Charles Jenkins. - Capture d'écran YouTube d'une vidéo d'AP.

Lundi, Charles Robert Jenkins s'est éteint au Japon. Déserteur de l'armée américaine dans les années 60, passé en Corée du Nord, où il a été retenu prisonnier pendant près de quatre décennies et où il a trouvé l'amour, sa vie ressemble à une intrigue de roman.

Charles Jenkins, un ancien soldat américain qui a passé 39 ans en Corée du Nord où il s'était réfugié en 1965, est mort lundi à 77 ans, a annoncé mardi la municipalité japonaise où il vivait ces dernières années. Il est mort lundi en raison de problèmes cardiaques dans un hôpital à Sado, a précisé la mairie de cette ville située sur une petite île du même nom dans le nord du Japon.

Acteur de films "anti-Yankees"

Après avoir quitté la Corée du Nord en 2004, à 64 ans, il avait été jugé en cour martiale pour sa désertion près de quatre décennies auparavant, plaidant coupable en grand uniforme et les larmes aux yeux. Il n'avait finalement écopé que de 30 jours d'arrêts symboliques et avait été libéré au bout de 25 jours en raison de sa bonne conduite. Originaire de Caroline du Nord, le soldat avait rejoint la Corée du Nord par une nuit glaciale du 4 janvier 1965, alors qu'il patrouillait le long de la frontière avec la Corée du Sud. Il avait expliqué plus tard qu'il voulait ainsi éviter d'être envoyé faire la guerre au Vietnam, qui battait alors son plein, et qu'il croyait naïvement que Pyongyang le livrerait à l'Union soviétique, d'où il pourrait regagner les Etats-Unis.
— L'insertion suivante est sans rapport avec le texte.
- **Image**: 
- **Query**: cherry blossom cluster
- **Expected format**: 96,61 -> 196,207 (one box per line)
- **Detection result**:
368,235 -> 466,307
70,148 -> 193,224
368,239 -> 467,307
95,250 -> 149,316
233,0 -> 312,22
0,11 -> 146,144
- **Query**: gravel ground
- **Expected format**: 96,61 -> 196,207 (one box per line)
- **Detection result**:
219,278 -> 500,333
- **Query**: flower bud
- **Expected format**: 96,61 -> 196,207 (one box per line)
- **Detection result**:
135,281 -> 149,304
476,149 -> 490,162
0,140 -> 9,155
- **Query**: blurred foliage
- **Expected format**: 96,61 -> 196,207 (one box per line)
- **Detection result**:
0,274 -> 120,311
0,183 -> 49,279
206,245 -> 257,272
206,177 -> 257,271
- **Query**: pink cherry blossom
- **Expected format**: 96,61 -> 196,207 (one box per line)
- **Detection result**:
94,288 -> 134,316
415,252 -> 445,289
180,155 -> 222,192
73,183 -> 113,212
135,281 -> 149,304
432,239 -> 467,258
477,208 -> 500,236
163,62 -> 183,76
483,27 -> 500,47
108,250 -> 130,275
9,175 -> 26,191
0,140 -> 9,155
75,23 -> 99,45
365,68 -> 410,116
Pour se donner du coeur à l'ouvrage, lit-on dans Paris Match, il avait bu une dizaine de bières avant de passer la frontière. 

Mais à la place, le déserteur s'est retrouvé retenu à Pyongyang, pour enseigner l'anglais à de jeunes officiers promis à une carrière d'espion. Il a aussi joué le "méchant Yankee" dans des films de propagande. Jenkins avait confié plus tard avoir souffert durant ce séjour, affirmant s'y être fait "battre comme plâtre". "On ne dit jamais non en Corée du Nord. Si on dit non, on peut commencer à creuser sa tombe parce que c'est foutu". En compagnie d'autres déserteurs américains, il est tenu d'apprendre la doctrine du régime. 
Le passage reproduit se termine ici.